Ecuador -- Third Grade
What is the most delicious thing to come from rainforests? Chocolate, of course! In four unique units children will explore chocolate, the food of the gods, and a native tree of the rainforests of Latin America. Students will learn about the Chachi of Ecuador, a small indigenous group who believe strongly in protecting the forest, and who are using cocoa farms to do it. But chocolate isn't the only interesting thing found in these wonderful forests. Students will learn about the wealth of biodiversity that thrives within the moist, green forests of a region of Ecuador known as the Chocó.
Lessons
Lesson 1 -- Dependence and Interdependence [PDF]

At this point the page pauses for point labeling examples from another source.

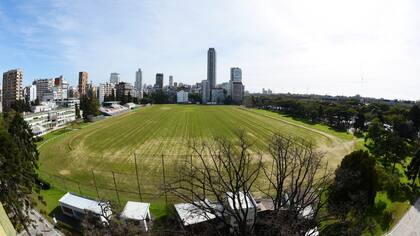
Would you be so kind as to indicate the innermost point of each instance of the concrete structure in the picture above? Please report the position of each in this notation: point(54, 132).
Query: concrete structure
point(123, 89)
point(30, 93)
point(211, 67)
point(182, 97)
point(235, 74)
point(205, 91)
point(114, 78)
point(12, 88)
point(237, 92)
point(159, 81)
point(44, 89)
point(189, 214)
point(60, 88)
point(218, 95)
point(171, 81)
point(46, 119)
point(139, 80)
point(137, 211)
point(105, 90)
point(83, 83)
point(76, 206)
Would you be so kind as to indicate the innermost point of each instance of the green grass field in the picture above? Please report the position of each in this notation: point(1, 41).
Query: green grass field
point(68, 158)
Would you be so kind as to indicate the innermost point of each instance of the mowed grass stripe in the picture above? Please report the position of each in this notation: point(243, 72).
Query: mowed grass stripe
point(109, 145)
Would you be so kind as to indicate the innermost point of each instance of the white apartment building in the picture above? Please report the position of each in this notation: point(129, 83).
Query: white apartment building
point(46, 120)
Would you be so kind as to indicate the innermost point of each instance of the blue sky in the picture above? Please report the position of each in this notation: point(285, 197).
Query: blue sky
point(304, 46)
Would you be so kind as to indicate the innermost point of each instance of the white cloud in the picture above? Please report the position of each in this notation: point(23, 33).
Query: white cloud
point(321, 46)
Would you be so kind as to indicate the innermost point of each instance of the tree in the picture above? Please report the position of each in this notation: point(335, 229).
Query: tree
point(355, 184)
point(414, 116)
point(18, 164)
point(413, 169)
point(359, 122)
point(108, 225)
point(298, 176)
point(215, 170)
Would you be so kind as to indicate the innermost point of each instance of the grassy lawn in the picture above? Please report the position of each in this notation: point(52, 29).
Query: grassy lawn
point(68, 156)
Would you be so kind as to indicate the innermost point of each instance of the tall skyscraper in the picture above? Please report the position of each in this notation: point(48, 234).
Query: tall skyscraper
point(12, 88)
point(235, 74)
point(83, 83)
point(114, 78)
point(171, 81)
point(159, 81)
point(139, 80)
point(211, 67)
point(205, 91)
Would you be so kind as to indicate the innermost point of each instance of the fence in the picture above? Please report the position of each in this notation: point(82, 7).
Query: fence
point(144, 181)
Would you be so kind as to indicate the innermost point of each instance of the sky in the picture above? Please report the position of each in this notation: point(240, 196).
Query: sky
point(371, 48)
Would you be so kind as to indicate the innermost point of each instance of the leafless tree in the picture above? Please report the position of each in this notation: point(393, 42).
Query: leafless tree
point(298, 176)
point(217, 173)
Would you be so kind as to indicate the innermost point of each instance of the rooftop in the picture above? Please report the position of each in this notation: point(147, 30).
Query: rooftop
point(135, 210)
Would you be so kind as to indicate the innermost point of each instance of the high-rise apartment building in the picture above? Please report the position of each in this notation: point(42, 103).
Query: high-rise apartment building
point(30, 93)
point(211, 67)
point(205, 91)
point(171, 81)
point(236, 74)
point(83, 83)
point(114, 78)
point(139, 80)
point(12, 88)
point(105, 90)
point(159, 81)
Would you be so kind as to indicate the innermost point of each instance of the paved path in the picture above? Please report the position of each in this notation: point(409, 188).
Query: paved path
point(41, 226)
point(409, 225)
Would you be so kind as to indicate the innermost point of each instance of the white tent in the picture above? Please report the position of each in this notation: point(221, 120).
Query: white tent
point(137, 211)
point(76, 206)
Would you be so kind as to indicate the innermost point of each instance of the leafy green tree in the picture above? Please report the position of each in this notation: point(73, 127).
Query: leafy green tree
point(413, 169)
point(355, 184)
point(18, 164)
point(414, 116)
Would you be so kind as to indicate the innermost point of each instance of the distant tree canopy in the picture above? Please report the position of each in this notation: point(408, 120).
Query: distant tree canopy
point(355, 184)
point(18, 165)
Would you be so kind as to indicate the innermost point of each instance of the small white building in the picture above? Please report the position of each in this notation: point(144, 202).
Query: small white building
point(190, 214)
point(182, 97)
point(137, 212)
point(75, 206)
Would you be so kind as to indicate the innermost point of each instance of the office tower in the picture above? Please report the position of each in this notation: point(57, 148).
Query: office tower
point(30, 93)
point(123, 89)
point(237, 92)
point(211, 67)
point(83, 86)
point(159, 81)
point(106, 91)
point(114, 78)
point(60, 89)
point(44, 89)
point(139, 80)
point(205, 91)
point(236, 74)
point(171, 81)
point(12, 88)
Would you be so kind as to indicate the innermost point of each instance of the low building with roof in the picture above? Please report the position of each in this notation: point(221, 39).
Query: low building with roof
point(76, 206)
point(138, 212)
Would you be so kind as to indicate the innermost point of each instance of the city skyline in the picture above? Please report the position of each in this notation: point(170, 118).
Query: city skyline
point(369, 48)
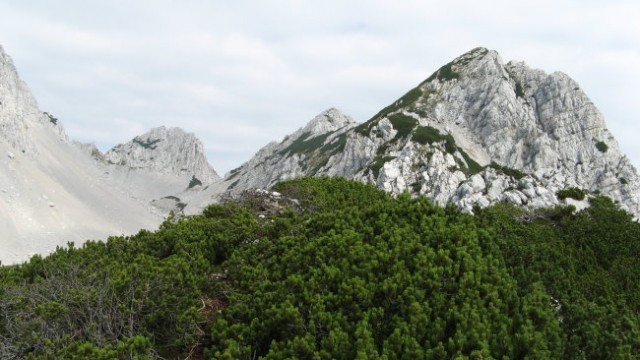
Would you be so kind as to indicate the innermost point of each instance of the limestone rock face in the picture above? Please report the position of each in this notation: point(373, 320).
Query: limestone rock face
point(19, 111)
point(476, 132)
point(54, 191)
point(166, 151)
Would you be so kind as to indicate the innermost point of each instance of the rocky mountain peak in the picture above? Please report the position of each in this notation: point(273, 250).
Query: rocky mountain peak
point(165, 150)
point(19, 112)
point(476, 132)
point(329, 120)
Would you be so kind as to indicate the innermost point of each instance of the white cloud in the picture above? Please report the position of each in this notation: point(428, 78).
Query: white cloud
point(240, 74)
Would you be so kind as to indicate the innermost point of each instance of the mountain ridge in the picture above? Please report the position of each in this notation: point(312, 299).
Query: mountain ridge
point(452, 137)
point(474, 133)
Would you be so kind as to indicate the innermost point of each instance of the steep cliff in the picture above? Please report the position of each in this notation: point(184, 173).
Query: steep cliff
point(477, 131)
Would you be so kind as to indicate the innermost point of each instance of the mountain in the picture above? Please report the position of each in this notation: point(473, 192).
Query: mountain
point(53, 190)
point(476, 132)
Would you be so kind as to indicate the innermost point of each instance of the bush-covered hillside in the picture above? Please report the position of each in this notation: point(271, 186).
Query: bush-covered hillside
point(344, 272)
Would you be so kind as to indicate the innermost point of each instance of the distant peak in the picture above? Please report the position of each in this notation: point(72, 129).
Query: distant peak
point(329, 120)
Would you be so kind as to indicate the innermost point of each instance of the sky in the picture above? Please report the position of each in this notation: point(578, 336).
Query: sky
point(240, 74)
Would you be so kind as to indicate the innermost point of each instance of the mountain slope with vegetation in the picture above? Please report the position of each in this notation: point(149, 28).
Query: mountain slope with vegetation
point(331, 268)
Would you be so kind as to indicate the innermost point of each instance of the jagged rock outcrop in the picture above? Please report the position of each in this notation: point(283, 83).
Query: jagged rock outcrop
point(19, 111)
point(167, 151)
point(54, 191)
point(477, 131)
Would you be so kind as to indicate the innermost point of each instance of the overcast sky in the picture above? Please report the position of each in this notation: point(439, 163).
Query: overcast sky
point(240, 74)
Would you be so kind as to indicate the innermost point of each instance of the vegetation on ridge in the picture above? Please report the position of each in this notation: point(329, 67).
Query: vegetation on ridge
point(344, 272)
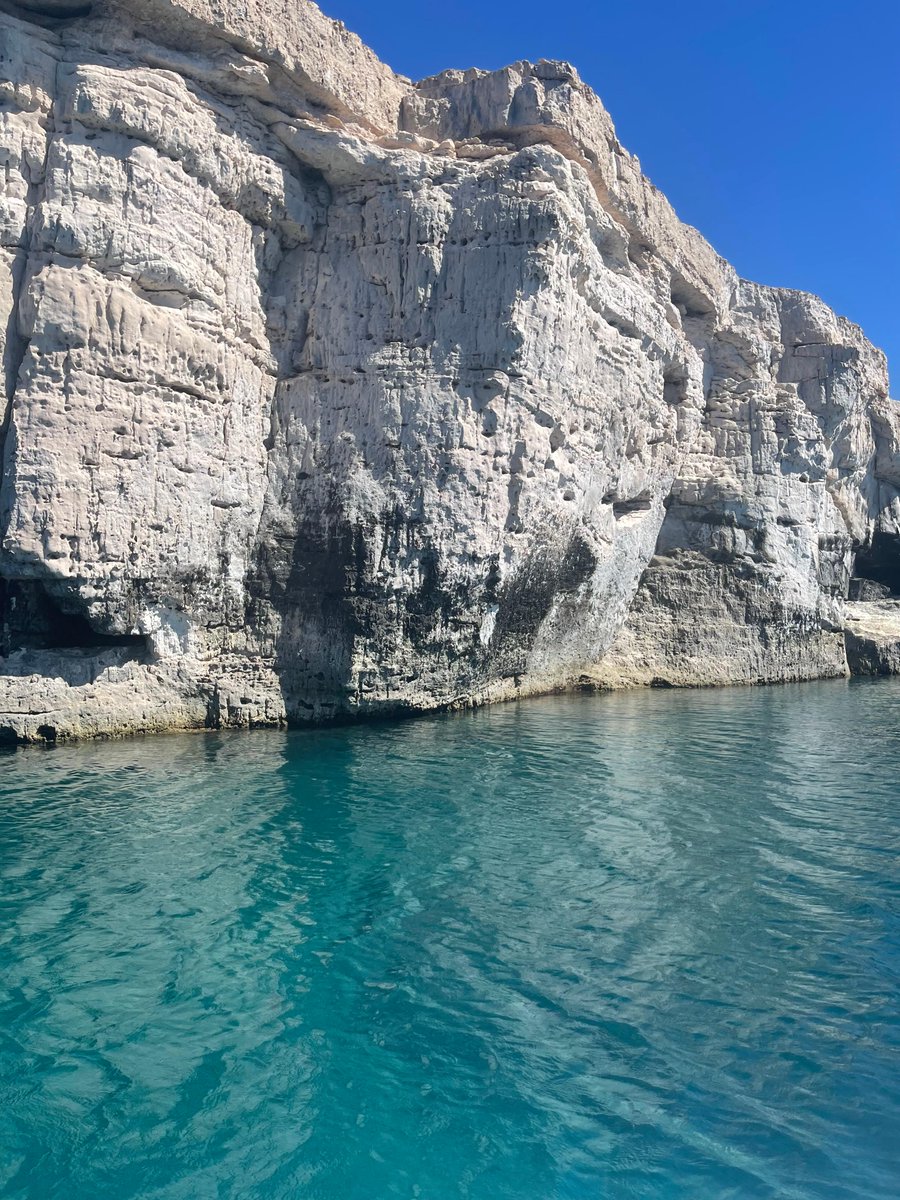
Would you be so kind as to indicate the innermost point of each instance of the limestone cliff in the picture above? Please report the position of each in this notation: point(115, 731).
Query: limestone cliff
point(328, 393)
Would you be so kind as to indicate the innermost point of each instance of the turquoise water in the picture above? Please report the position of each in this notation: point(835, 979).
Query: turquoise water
point(588, 947)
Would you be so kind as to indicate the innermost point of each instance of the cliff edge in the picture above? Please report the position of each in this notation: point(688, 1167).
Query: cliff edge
point(329, 394)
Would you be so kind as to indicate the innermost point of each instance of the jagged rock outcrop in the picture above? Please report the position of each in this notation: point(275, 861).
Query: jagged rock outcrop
point(327, 393)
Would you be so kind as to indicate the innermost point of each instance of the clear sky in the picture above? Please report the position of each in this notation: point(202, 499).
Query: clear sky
point(772, 125)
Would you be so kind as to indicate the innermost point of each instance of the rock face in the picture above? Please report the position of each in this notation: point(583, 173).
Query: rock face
point(327, 393)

Key Concept: In every environment plants and animals depend on each other for food and shelter, protection and community. The survival of different species depends on the health of ecological systems that may be near or far away. The complex relationships within one ecosystem can be hurt when one of the components is threatened or one of the species becomes extinct.
Essential Question: Why can't one live without the other?
Lesson 2 -- Surviving in Our Ecosystems [PDF]
Key Concept: Each species has different survival needs. The balance of each ecosystem is a delicate web of interdependence and every species of plant or animal is affected by changes in that balance. Knowing how we, as humans, are the same and/or different than other species informs us of our role in the larger ecosystem.
Essential Question: What do we need to live in the trees?
Lesson 3 -- If the Forest Could Talk [PDF]
Key Concept: Insects are essential elements of any ecosystem as they serve as pollinators for plants. Insects may be regarded as a nuisance to humans, but if they all disappeared every ecosystem would feel the impact of this loss.
Essential Question: What if the forest could talk?
Lesson 4 -- The Tropical Supermarket [PDF]
Key Concept: Everything has a source. When we consume products from the shelves of supermarkets we are intricately connected to the ecosystem in which the natural resources originated and to the lives of those people who produced them.
Essential Question: Whose lives are we eating?